神経症状は「どの系統が壊れたか」で決まります。錐体路は大脳の中心前回(一次運動野)から始まり、内包後脚、大脳脚、橋を通って延髄の錐体で大部分が交叉し、脊髄側索を下って前角細胞に達します。この経路が断たれると、病巣と反対側に中枢性の麻痺が現れ、痙性、腱反射亢進、バビンスキー徴候陽性、表在反射の消失を伴います。これに対し、錐体外路系(大脳基底核)は運動の滑らかさと筋緊張を調節する系で、障害では不随意運動や固縮が出て感覚は保たれます。後頭葉は視覚野なので同名半盲や視覚失認、小脳は協調運動の調節役なので失調・企図振戦・測定障害となり、失語は優位半球のブローカ野やウェルニッケ野の障害です。部位と症状の対応表を頭に置くと、この形式の問題は確実に取れます。

✓ 3. 正しい
錐体路系-麻痺
錐体路は随意運動の指令を伝える下行路で、障害されると対側の中枢性麻痺をきたします。痙性、腱反射亢進、病的反射陽性を伴うのが特徴です。
✗ 1. 誤り
後頭葉-ふらつき
後頭葉は視覚野があり、障害では同名半盲や視覚失認が生じます。ふらつきは小脳や前庭系の障害による症状で、対応が合いません。
✗ 2. 誤り
錐体外路系-感覚低下
錐体外路系は筋緊張と不随意運動の調節に関わり、障害では振戦、固縮、舞踏運動、ジストニアなどが現れます。感覚低下は脊髄視床路や後索、視床、頭頂葉といった感覚路の障害で起こります。
✗ 4. 誤り
小脳系 -失語
小脳の障害では運動失調、企図振戦、測定障害、断綴性言語が生じます。失語は優位半球のブローカ野・ウェルニッケ野の障害によるもので、対応が入れ替わっています。
ポイント
  • 錐体路障害=対側の中枢性(痙性)麻痺+腱反射亢進+病的反射陽性+表在反射消失。

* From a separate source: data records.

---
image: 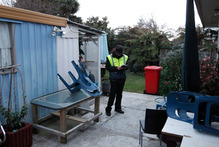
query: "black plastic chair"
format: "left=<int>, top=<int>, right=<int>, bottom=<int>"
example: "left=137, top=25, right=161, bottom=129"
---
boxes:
left=139, top=108, right=167, bottom=147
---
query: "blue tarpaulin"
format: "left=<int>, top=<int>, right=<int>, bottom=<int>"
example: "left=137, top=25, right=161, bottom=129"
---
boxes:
left=100, top=34, right=109, bottom=63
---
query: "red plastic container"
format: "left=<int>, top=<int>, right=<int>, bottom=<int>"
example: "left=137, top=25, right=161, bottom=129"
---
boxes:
left=144, top=66, right=162, bottom=94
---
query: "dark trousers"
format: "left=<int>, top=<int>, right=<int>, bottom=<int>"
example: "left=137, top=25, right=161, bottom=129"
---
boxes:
left=106, top=80, right=125, bottom=112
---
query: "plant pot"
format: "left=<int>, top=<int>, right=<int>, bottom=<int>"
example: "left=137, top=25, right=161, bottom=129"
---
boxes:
left=3, top=123, right=33, bottom=147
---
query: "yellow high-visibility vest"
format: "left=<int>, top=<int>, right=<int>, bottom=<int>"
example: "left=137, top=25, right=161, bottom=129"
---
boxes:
left=107, top=54, right=128, bottom=67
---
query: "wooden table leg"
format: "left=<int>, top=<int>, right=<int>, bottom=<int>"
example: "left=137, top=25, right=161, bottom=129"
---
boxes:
left=32, top=105, right=39, bottom=133
left=60, top=109, right=67, bottom=144
left=94, top=96, right=100, bottom=122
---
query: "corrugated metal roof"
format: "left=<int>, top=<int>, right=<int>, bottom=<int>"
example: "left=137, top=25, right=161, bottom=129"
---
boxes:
left=0, top=5, right=67, bottom=27
left=68, top=20, right=104, bottom=35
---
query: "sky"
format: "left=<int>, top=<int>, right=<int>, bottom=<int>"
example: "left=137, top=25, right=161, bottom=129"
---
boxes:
left=76, top=0, right=202, bottom=30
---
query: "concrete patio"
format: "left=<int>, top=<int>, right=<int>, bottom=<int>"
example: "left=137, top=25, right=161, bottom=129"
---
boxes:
left=32, top=92, right=165, bottom=147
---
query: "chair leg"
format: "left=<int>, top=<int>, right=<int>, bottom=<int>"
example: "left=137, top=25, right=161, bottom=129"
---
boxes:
left=139, top=121, right=143, bottom=147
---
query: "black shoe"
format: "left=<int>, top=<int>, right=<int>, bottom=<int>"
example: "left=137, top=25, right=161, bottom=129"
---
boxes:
left=106, top=111, right=111, bottom=116
left=115, top=109, right=124, bottom=114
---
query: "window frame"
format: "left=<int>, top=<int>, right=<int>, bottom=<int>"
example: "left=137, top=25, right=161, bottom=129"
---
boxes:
left=0, top=20, right=17, bottom=75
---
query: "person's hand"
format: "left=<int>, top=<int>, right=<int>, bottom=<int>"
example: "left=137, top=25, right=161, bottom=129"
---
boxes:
left=117, top=66, right=122, bottom=70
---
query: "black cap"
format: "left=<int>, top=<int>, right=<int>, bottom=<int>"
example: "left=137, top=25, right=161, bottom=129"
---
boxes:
left=116, top=45, right=123, bottom=56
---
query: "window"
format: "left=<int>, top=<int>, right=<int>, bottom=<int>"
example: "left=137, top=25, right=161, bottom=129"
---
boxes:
left=0, top=22, right=16, bottom=74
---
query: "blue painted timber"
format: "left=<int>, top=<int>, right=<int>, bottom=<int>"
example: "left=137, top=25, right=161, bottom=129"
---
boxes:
left=0, top=18, right=58, bottom=122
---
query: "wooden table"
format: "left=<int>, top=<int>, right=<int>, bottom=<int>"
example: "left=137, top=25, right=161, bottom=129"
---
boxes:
left=161, top=117, right=219, bottom=147
left=31, top=89, right=102, bottom=143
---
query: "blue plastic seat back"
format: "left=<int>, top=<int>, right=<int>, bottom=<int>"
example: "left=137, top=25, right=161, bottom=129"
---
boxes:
left=193, top=96, right=219, bottom=135
left=166, top=91, right=199, bottom=123
left=57, top=61, right=101, bottom=96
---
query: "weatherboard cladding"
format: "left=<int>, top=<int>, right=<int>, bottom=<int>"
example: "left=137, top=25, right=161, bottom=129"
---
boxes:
left=0, top=19, right=58, bottom=122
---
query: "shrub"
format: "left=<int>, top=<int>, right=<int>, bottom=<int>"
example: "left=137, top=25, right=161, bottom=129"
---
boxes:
left=200, top=57, right=219, bottom=96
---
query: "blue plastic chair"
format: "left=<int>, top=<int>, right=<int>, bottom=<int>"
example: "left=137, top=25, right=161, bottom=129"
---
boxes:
left=166, top=91, right=203, bottom=123
left=193, top=96, right=219, bottom=135
left=57, top=61, right=101, bottom=96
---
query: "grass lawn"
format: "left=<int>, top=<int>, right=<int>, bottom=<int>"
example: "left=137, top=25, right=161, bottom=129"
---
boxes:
left=123, top=72, right=145, bottom=93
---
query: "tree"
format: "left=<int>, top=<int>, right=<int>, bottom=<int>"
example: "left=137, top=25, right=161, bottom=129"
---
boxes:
left=117, top=19, right=170, bottom=72
left=84, top=16, right=115, bottom=49
left=57, top=0, right=80, bottom=18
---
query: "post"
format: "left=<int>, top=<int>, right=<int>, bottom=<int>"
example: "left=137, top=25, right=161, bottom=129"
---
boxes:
left=60, top=109, right=67, bottom=144
left=32, top=105, right=39, bottom=133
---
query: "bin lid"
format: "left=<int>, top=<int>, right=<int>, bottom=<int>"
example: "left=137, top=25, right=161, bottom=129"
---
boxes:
left=144, top=66, right=162, bottom=71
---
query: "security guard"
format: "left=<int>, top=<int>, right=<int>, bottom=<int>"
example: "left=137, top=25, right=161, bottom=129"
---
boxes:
left=105, top=45, right=128, bottom=116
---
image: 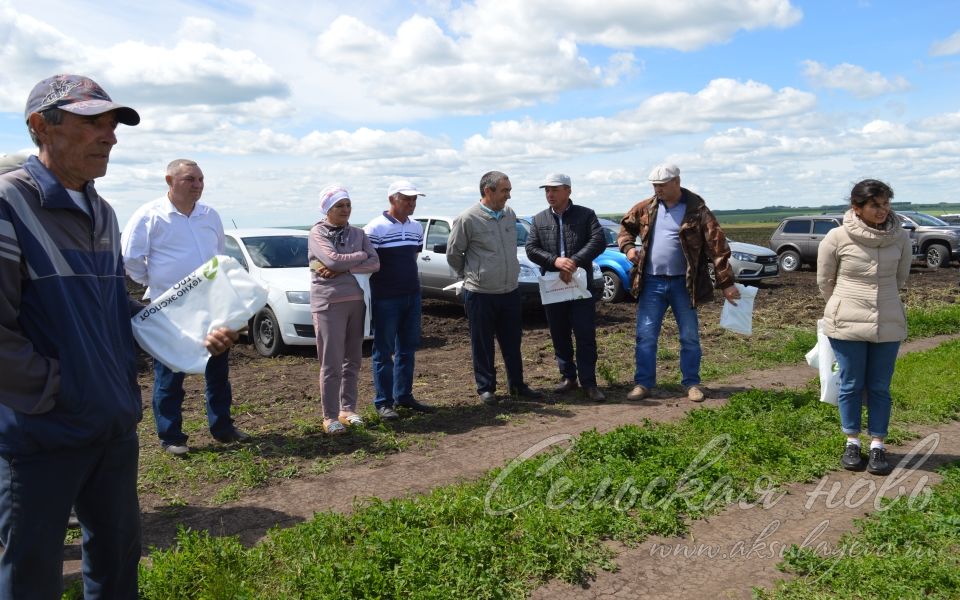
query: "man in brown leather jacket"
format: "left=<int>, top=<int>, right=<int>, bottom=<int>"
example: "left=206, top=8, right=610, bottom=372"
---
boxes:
left=617, top=164, right=740, bottom=402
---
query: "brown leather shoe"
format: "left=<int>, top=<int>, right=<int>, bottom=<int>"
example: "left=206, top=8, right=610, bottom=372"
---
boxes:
left=583, top=385, right=607, bottom=402
left=687, top=385, right=706, bottom=402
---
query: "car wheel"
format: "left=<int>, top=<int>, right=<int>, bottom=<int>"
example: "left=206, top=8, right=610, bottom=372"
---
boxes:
left=253, top=308, right=287, bottom=357
left=927, top=244, right=950, bottom=269
left=779, top=250, right=800, bottom=273
left=600, top=270, right=626, bottom=302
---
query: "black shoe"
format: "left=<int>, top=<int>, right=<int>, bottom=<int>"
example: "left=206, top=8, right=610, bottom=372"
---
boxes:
left=395, top=398, right=437, bottom=412
left=213, top=428, right=250, bottom=444
left=510, top=384, right=543, bottom=400
left=377, top=406, right=400, bottom=421
left=840, top=444, right=863, bottom=471
left=867, top=448, right=893, bottom=475
left=583, top=385, right=607, bottom=402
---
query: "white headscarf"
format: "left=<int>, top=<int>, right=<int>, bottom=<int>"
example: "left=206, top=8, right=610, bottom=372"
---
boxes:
left=320, top=183, right=350, bottom=214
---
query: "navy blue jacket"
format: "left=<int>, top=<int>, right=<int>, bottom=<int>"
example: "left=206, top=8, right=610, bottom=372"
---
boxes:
left=0, top=157, right=142, bottom=456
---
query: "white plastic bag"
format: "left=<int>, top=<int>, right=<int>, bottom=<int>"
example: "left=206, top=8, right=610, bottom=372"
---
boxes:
left=351, top=273, right=373, bottom=339
left=538, top=267, right=591, bottom=304
left=807, top=319, right=840, bottom=406
left=131, top=256, right=267, bottom=373
left=720, top=283, right=757, bottom=335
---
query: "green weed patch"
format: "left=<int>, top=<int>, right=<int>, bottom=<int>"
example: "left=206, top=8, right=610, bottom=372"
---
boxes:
left=140, top=342, right=960, bottom=600
left=755, top=464, right=960, bottom=600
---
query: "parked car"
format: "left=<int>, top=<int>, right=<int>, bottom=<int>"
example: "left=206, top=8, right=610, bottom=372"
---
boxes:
left=897, top=210, right=960, bottom=269
left=595, top=219, right=633, bottom=302
left=938, top=213, right=960, bottom=225
left=770, top=213, right=920, bottom=272
left=225, top=229, right=316, bottom=356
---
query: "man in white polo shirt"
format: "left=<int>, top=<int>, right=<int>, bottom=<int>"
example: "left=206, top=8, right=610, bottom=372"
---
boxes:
left=122, top=158, right=250, bottom=455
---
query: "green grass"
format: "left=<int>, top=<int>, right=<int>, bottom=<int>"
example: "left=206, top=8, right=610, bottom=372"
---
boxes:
left=133, top=342, right=960, bottom=600
left=755, top=463, right=960, bottom=600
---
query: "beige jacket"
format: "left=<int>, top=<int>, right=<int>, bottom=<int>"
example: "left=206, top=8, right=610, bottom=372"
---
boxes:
left=817, top=209, right=913, bottom=343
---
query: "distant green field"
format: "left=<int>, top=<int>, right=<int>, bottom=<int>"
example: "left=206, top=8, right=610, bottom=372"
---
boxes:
left=599, top=202, right=960, bottom=230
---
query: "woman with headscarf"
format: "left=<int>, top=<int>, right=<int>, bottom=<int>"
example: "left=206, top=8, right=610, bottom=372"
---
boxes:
left=817, top=179, right=913, bottom=475
left=308, top=184, right=380, bottom=434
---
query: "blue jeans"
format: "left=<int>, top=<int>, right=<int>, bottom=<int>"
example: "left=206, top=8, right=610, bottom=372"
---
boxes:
left=463, top=290, right=523, bottom=394
left=153, top=352, right=233, bottom=444
left=0, top=431, right=140, bottom=600
left=633, top=275, right=703, bottom=388
left=830, top=338, right=900, bottom=438
left=373, top=292, right=420, bottom=408
left=543, top=297, right=597, bottom=387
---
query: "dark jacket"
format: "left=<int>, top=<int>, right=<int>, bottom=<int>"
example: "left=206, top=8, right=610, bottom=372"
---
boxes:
left=617, top=188, right=734, bottom=306
left=0, top=157, right=141, bottom=456
left=526, top=200, right=607, bottom=287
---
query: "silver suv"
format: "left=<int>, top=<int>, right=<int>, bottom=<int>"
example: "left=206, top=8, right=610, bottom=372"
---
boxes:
left=770, top=213, right=919, bottom=272
left=897, top=210, right=960, bottom=269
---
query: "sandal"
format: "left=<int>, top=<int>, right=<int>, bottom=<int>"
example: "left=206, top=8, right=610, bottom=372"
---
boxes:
left=340, top=413, right=364, bottom=427
left=323, top=419, right=347, bottom=435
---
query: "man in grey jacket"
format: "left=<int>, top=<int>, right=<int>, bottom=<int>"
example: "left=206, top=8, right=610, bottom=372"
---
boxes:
left=447, top=171, right=543, bottom=406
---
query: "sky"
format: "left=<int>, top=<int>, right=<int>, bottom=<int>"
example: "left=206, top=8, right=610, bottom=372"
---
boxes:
left=0, top=0, right=960, bottom=227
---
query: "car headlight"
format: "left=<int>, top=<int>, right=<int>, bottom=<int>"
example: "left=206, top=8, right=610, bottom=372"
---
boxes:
left=520, top=263, right=540, bottom=281
left=287, top=292, right=310, bottom=304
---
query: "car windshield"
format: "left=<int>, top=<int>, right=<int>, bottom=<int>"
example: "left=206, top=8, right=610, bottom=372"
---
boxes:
left=907, top=213, right=948, bottom=227
left=243, top=235, right=307, bottom=269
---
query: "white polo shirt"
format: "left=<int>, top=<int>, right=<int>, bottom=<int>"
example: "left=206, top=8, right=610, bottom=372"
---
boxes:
left=120, top=195, right=224, bottom=298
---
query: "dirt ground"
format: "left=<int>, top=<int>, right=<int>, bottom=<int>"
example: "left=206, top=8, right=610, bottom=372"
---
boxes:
left=67, top=269, right=960, bottom=598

  • 錐体外路(大脳基底核)障害=不随意運動と筋緊張異常。感覚は保たれる。
  • 小脳障害=失調・企図振戦・測定障害・断綴性言語。ふらつきの原因になる。
  • 後頭葉=視覚(同名半盲、視覚失認)、優位半球の前頭葉・側頭葉=言語(失語)。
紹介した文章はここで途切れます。